Nur kurz notiert, wie ihr bei einer neuen Fritz!Box Telnet reaktivieren könnt um z. B. weitere Modifikationen wie Fritz!Load vorzunehmen / zu installieren. Beispiel hier: eine Fritz!Box 7430.

  1. Passenden USB-Stick für MODFS vorbereiten.

    Bevor ihr mit dem Prozedere anfangt: Präpariert euch einen USB-Stick (1 GB reicht völlig – von mir aus auch eine USB-HDD). Dieser Stick sollte eine swap – Partition (!) mit 256 MB Größe (mein Vorschlag) haben und eine zweite Partition mit z. B. ext2 formatiert. Das Ganze könnt ihr unter Windows mit MiniTool Partition Wizard erledigen.
    Steckt den USB-Stick an die Fritz!Box an! Jetzt! Besser zu früh als zu spät.


  2. PowerShell Skripte downloaden.

    Solltet Ihr einen Windows Rechner benutzen, so braucht ihr noch die PowerShell Scripts “EVA-Discover.ps1” und “EVA-FTP-Client.ps1” aus dem YourFritz Repository.
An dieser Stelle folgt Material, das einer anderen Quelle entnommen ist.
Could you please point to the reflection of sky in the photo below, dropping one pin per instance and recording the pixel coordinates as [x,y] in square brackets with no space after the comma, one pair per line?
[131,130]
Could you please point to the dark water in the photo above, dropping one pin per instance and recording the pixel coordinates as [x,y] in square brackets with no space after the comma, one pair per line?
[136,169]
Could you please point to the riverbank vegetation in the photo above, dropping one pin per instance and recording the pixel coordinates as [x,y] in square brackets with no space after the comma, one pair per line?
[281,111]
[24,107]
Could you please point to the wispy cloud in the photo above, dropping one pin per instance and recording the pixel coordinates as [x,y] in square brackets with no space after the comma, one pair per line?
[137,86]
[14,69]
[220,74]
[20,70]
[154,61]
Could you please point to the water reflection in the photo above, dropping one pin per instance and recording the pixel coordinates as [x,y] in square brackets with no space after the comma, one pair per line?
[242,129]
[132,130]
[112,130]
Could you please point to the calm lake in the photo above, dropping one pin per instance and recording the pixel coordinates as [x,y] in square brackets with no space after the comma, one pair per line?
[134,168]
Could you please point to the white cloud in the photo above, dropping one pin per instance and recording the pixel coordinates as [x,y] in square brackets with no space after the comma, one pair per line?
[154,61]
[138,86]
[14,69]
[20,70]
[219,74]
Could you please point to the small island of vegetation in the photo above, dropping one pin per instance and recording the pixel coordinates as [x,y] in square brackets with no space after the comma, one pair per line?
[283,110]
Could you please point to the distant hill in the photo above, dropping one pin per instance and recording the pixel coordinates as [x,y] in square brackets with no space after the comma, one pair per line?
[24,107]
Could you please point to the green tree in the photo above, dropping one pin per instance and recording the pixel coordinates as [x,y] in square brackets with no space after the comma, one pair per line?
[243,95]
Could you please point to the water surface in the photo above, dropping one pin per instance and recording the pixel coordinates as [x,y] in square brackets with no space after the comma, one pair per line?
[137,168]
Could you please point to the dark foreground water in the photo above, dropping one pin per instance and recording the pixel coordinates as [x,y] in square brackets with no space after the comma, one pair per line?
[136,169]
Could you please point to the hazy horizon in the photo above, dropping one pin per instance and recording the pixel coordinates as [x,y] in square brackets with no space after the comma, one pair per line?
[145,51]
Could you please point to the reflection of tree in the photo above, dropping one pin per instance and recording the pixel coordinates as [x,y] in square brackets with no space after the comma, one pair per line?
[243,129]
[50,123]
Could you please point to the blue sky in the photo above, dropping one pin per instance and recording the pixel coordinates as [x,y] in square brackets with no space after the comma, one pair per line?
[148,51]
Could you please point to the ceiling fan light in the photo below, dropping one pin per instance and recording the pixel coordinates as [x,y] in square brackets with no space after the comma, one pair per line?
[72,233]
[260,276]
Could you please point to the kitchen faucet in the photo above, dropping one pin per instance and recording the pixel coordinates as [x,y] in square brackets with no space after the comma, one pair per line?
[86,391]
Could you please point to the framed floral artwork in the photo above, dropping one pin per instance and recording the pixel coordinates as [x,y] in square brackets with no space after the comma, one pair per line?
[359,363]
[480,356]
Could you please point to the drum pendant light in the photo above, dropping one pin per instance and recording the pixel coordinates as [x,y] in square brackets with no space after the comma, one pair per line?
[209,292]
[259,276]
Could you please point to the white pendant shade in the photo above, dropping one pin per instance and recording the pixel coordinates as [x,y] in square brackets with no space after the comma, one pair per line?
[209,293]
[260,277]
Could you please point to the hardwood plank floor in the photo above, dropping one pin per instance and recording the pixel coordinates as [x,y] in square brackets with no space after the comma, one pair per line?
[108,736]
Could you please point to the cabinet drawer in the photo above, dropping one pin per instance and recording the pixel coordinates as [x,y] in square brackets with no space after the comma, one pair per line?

  3. SIAB Image downloaden / erstellen.

    Nun benötigt Ihr noch ein “Shell in a Box”, kurz SIAB, Image. Dies könnt ihr für gewisse Fritz!Boxen direkt aus dem YourFritz Repository herunterladen, ist eure Fritz!Box nicht dabei, so müsst ihr das Image selbst bauen:
    https://www.ip-phone-forum.de/threads/fritz-box-kennwort-vergessen-was-nun-mail-recovery-a-la-avm-oder-besser-nicht.294386/#post-2268717Für die 7430 könnt ihr mein Image verwenden, wenn ihr mir vertraut: https://thomasheinz.net/wordpress/wp-content/uploads/2018/06/SIAB-7430.zip


  4. SIAB Image flashen.

    Habt ihr ein Image, so steckt die Fritz!Box aus, verkabelt sie via Ethernet und bereitet euren Rechner entsprechend vor (feste IP-Adresse vergeben, z. B. 192.168.178.2).
    (Aufgrund der Einfachheit verzichte ich jetzt hier auf Details einzugehen, wie eine Box auch in einem bestehenden, anderen Netzwerk gefunden werden kann ohne an den IP-Adressen herumzubasteln.)
    Danach das erste Script abfeuern und die Box einstecken. Die Fritz!Box wird im Bootloader abgefangen, gleich danach das zweite Script abfeuern, damit wird das SIAB Image geflasht und die Box startet automatisch (!) neu.

    Sobald die Box wieder da ist könnt ihr SIAB unter https://192.168.178.1:8010/ aufrufen (sofern dies die IP-Adresse eurer Box ist.)


  5. MODFS ausführen.

    Jetzt kann in der SIAB Session MODFS aufgeführt werden:

    Mehr Infos gibt es z. B. im IPPF oder in folgender Anleitung: https://www.ip-forum.eu/howto-modfs-die-gebrauchsanleitung-105
    Es muss zwingend ein USB-Speicher mit SWAP und einer zweiten Datenpartition angesteckt sein (deshalb habe ich ja in Punkt 1 darauf bestanden diesen sofort anzuschließen). Der USB Speicher wird als Arbeitsbereich für MODFS genutzt (dies passiert automatisch). Und ohne SWAP stürzt euch die Box während dem Prozess ab, da zu wenig Arbeitsspeicher vorhanden ist.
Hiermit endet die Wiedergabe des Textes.